When we came to this area in 1926, most land had been divided into sections. Now this system was foreign to the indigenous people, so that most of them could not adapt to the new system and simply lost control of the wider range for hunting and trapping.
When a sudden change takes place for some people, it does cause conflict. It was in the 1930s, as we brought my father some lunch in the field, he was talking to an indigenous man. He had been a chief in the Turtle Mountain area of southwestern Manitoba. In the change, he had lost his status, influence and pride. He died a lonely death in his cabin.
Jacob J. Unger, Boissevain, Man.
‘Let’s end the doubt about doubt’
Re: “Wisdom, where art thou? (Pt. 9),” June 19, page 14.
In this column, Troy Watson promotes the idea that “toxic doubt” represents a slippery slope, insofar as it disenfranchises faith and the church to the point where it is no longer transformative.

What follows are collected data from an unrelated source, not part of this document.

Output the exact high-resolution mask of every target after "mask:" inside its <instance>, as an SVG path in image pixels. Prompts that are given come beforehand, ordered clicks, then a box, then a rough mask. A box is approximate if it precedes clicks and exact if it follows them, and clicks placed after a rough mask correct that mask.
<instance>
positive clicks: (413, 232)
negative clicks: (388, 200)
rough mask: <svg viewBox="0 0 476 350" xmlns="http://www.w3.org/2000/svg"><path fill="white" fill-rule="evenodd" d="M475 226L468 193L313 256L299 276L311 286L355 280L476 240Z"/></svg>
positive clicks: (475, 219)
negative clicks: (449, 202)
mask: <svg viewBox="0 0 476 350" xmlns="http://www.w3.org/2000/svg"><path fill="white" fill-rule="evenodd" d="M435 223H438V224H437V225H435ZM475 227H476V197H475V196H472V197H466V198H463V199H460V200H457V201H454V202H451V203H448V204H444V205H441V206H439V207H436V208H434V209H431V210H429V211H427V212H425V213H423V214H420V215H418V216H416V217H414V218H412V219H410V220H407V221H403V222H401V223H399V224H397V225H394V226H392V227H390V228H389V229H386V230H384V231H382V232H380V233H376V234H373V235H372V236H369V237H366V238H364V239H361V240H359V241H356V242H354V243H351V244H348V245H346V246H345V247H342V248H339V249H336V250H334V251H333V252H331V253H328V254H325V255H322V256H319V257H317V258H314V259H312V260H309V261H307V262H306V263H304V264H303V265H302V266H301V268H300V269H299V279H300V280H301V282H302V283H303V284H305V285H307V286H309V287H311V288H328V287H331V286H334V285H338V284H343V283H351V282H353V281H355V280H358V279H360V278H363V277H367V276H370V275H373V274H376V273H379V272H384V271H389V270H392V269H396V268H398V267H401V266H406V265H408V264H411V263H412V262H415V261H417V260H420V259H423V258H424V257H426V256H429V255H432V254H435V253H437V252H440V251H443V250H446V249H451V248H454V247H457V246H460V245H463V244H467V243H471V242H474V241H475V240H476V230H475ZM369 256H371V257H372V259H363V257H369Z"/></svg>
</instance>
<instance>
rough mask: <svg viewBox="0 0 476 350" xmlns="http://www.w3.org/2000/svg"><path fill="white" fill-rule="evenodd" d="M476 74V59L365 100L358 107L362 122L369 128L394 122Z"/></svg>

This interpretation is problematic because it misses the entire point of “toxic doubt”: It shatters traditional religion and morphs it into something ecstatic and new. As such, the (his)story of religion is replete with examples of “toxic doubt” as a catalyst for both religion and faith:
• Arguably, the “binding of Isaac” by Abraham is as much a story about faith in Yahweh as it is about doubting the practice of child sacrifice to the god Moloch. And for his faith—and doubt—Abraham is considered to be the father of Judaism, Christianity and Islam.

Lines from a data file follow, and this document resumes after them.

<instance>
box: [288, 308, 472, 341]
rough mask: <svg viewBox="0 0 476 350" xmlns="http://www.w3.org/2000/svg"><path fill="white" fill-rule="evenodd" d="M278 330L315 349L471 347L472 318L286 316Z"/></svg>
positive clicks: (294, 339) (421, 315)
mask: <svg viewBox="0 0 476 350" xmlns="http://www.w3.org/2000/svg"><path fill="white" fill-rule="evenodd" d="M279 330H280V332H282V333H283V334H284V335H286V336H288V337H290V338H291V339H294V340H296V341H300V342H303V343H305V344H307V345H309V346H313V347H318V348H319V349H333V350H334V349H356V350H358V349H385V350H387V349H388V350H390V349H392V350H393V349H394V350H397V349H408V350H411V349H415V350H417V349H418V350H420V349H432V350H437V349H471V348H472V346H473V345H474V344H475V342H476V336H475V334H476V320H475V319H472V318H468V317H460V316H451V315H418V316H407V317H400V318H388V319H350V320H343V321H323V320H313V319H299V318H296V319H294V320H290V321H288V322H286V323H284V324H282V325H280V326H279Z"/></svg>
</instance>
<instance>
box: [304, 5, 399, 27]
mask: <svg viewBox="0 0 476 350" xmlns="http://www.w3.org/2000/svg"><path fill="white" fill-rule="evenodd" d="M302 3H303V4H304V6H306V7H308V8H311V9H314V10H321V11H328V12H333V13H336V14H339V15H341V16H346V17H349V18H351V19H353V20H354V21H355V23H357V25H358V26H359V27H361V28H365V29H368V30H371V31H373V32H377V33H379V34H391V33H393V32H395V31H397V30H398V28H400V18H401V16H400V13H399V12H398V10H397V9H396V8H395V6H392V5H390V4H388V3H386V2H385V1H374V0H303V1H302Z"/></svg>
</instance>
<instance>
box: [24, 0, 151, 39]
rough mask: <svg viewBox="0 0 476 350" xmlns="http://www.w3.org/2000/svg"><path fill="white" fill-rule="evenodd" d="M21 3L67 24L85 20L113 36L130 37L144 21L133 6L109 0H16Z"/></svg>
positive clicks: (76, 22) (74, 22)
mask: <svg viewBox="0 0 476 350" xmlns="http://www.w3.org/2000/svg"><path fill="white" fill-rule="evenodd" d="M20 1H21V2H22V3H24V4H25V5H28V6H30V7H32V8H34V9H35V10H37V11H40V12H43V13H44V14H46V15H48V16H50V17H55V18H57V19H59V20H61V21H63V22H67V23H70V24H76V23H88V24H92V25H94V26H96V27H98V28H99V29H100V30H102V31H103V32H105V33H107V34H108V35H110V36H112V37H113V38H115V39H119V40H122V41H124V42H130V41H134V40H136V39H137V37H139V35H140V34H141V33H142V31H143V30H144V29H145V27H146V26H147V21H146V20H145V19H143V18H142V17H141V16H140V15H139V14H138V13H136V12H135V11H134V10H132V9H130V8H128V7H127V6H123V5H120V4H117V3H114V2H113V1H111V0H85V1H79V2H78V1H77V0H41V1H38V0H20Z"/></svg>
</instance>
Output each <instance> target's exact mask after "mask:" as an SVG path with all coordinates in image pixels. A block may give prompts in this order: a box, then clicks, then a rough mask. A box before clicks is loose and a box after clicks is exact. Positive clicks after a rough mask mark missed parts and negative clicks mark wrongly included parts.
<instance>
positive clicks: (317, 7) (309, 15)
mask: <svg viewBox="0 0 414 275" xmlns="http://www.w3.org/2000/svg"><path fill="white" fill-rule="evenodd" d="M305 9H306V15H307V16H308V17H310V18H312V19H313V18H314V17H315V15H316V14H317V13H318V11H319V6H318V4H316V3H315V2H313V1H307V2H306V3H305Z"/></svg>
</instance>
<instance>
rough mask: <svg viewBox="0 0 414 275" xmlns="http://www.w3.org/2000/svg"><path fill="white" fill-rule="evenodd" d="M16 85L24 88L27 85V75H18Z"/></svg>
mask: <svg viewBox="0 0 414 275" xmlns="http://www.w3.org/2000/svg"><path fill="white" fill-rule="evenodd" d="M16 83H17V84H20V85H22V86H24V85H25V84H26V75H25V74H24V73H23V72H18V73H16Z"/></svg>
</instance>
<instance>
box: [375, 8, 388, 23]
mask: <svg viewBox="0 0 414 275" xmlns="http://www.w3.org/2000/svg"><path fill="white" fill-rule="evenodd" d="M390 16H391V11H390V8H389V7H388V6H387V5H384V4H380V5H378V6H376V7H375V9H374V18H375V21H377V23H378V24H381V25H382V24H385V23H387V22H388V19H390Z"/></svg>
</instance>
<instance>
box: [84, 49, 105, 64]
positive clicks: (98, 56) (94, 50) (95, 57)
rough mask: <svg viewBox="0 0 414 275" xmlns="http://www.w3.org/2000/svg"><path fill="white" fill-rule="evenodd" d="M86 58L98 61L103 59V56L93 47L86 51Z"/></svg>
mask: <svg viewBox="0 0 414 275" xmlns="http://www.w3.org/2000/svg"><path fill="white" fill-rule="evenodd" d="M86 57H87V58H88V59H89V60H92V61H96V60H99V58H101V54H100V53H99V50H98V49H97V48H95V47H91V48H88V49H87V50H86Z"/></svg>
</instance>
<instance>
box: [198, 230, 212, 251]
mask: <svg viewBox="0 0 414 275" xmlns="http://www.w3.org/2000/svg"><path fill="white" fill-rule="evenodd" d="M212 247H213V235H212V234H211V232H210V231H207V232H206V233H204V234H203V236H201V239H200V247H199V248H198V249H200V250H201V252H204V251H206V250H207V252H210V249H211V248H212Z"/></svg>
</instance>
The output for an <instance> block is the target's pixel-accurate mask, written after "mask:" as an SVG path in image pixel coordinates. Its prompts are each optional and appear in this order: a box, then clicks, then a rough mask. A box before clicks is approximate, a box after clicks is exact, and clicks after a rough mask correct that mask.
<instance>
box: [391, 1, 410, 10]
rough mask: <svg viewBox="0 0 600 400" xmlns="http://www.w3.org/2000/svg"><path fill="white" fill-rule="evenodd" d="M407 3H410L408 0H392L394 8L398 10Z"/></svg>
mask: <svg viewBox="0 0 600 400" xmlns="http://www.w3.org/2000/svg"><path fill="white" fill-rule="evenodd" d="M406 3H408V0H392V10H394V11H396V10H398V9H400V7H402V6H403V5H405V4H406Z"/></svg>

• Jesus moved beyond the mentality of “an eye for an eye” when he doubted sections of the Torah, resulting in the salvation of a woman’s life.
• Paul doubted that humanity remained under the curse of the first Adam in order to make way for the blessing of the second Adam.

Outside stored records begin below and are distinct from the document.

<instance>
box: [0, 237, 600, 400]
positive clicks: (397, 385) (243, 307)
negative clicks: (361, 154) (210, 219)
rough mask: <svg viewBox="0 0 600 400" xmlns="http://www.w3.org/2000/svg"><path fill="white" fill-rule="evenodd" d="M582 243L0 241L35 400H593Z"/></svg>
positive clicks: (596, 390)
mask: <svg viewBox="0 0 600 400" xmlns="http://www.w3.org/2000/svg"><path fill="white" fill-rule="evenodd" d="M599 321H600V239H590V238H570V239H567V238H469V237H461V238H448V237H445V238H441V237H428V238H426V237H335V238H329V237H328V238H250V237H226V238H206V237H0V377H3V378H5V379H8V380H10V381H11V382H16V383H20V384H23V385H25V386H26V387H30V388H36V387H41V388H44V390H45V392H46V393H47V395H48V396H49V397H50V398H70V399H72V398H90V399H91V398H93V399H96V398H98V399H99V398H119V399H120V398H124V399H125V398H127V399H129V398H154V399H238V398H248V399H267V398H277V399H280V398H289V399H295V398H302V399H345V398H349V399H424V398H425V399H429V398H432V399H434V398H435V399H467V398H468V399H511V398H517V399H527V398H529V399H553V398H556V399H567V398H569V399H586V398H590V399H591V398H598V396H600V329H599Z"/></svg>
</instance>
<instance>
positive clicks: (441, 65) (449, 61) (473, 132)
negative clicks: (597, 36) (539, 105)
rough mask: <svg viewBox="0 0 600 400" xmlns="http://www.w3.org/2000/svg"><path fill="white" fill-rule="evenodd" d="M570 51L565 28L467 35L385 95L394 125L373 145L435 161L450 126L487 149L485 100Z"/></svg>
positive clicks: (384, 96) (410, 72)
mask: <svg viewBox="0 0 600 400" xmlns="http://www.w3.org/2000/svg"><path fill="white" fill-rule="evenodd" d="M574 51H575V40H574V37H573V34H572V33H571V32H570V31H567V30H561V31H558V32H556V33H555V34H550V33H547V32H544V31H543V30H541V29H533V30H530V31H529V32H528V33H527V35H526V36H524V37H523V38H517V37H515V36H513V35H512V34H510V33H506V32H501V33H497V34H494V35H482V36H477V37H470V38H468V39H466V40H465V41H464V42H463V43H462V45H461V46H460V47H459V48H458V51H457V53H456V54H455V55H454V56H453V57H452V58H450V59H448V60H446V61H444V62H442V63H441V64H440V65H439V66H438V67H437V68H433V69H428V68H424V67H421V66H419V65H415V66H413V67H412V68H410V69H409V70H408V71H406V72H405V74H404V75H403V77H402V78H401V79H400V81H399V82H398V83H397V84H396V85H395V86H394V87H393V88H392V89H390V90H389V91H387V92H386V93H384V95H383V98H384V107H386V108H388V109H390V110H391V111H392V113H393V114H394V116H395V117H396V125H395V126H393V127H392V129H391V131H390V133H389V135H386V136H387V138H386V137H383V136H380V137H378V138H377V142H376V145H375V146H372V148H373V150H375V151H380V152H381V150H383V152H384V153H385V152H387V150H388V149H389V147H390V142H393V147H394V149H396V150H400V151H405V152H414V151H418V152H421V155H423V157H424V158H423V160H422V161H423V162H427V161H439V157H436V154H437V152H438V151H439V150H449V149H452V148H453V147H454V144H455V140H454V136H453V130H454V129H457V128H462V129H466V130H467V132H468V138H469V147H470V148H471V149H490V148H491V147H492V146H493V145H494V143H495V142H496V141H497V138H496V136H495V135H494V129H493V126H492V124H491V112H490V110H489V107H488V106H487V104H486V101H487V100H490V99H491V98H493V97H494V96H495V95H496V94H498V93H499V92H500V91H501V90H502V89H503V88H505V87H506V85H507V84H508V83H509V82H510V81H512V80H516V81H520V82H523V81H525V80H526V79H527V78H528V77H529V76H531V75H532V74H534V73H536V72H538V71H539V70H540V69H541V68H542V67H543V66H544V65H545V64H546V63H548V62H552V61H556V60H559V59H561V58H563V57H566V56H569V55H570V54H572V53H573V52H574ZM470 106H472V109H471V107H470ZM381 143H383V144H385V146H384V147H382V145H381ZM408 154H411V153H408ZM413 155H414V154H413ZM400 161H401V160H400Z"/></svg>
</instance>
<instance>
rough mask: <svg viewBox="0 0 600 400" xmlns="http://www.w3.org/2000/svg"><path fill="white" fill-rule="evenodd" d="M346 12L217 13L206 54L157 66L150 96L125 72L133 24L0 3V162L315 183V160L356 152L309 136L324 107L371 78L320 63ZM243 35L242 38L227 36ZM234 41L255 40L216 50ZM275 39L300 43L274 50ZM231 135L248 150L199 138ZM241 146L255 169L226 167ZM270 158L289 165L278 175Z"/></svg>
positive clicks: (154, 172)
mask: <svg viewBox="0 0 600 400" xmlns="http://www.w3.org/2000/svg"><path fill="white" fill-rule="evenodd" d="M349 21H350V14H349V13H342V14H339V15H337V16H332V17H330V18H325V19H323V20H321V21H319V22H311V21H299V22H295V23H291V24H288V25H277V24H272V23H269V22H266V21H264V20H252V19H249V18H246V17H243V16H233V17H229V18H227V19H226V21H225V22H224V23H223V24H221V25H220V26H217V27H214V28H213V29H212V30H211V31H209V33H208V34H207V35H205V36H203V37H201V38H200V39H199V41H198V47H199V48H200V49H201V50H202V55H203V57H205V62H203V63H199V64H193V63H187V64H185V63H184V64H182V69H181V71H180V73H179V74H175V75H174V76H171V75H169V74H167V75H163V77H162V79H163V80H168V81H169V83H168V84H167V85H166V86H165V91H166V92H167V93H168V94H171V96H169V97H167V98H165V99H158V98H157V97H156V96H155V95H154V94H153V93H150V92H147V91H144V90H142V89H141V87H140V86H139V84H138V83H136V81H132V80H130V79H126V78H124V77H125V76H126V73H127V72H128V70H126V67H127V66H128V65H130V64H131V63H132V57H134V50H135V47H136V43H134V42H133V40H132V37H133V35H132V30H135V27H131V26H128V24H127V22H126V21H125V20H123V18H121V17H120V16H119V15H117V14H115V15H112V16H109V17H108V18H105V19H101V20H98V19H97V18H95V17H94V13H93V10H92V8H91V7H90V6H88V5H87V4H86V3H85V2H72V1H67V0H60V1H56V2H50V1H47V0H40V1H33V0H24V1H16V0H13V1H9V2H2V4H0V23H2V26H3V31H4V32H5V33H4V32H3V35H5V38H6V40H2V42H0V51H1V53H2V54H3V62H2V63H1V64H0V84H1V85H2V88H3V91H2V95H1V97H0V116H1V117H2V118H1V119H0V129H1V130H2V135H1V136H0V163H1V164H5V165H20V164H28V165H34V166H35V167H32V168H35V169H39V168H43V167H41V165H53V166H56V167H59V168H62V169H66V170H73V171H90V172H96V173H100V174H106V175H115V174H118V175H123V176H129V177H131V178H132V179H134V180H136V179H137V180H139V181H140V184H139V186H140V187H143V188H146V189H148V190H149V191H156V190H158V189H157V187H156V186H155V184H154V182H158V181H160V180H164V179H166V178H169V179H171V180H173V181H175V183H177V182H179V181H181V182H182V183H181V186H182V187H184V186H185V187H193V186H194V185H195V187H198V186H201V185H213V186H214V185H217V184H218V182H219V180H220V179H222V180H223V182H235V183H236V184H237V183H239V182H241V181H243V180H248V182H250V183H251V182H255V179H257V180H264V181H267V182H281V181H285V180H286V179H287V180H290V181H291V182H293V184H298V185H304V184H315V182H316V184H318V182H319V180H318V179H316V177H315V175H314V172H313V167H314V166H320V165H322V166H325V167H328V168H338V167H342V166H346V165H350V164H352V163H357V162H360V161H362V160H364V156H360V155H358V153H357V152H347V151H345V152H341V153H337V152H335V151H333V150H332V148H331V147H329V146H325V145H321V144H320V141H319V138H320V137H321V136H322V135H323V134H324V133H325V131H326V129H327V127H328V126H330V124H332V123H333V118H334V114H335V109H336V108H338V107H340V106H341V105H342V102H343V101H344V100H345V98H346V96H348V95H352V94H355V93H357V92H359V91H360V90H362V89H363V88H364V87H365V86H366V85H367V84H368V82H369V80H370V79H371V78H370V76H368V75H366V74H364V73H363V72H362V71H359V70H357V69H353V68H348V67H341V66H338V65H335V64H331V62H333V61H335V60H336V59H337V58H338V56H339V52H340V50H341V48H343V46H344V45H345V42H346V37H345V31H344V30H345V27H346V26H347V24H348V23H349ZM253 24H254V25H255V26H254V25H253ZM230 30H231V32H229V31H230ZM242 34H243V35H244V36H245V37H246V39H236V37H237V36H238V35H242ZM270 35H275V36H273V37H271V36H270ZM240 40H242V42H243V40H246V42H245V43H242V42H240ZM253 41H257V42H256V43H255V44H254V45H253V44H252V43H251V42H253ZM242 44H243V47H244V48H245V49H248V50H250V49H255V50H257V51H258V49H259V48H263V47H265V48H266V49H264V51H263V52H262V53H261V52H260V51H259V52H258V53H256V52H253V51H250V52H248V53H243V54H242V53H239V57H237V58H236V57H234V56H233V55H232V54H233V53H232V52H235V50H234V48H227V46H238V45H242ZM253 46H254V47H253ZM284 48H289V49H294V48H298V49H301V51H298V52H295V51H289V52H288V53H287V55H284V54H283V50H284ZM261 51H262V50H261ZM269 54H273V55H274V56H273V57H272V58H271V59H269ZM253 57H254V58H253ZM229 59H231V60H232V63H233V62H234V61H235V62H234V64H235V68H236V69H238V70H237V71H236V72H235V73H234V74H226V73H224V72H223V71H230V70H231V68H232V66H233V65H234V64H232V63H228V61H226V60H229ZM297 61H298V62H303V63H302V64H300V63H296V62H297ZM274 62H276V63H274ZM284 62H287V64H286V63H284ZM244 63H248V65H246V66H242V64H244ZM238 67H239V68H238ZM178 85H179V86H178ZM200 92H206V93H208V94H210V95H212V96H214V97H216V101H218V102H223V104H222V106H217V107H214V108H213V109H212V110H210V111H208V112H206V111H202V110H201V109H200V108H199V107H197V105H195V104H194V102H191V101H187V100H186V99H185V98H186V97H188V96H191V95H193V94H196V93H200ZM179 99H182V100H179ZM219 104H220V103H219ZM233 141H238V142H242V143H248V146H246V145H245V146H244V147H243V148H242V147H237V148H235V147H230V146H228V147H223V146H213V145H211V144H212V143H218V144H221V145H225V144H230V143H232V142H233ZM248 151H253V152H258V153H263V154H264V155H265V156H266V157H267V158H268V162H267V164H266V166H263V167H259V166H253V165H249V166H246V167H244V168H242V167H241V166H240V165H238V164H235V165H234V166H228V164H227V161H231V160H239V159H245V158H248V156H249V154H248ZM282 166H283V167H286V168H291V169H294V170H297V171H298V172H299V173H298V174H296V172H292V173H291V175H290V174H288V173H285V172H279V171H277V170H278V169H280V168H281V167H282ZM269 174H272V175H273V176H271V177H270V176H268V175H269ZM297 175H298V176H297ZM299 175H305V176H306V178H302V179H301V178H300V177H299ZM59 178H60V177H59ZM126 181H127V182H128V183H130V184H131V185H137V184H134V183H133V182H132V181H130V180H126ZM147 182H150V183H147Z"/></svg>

• Luther doubted that purchasing indulgences was a bona fide way to overcome anxiety about the uncertainty of death, thereby ushering in Protestantism.
• Anabaptism came about because Grebel, Manz and Blaurock doubted that Zwingli was up to speed on infant baptism, among other church practices.
The bugaboo of Watson’s premise is that it underestimates—and is suspicious of—the full potential of “toxic doubt” to undermine faith and overturn our churches. Understood through the lens of self-definition, however, “toxic doubt” is the twin sibling of faith in the ever-spiralling perichoresis (a term referring to the relationship of the three persons of the triune God to one another) of religion.
Let’s end the doubt about doubt, and have faith in its transubstantiating power.
Grant Sawatzky, Calgary. He attends Foothills Mennonite Church, Calgary.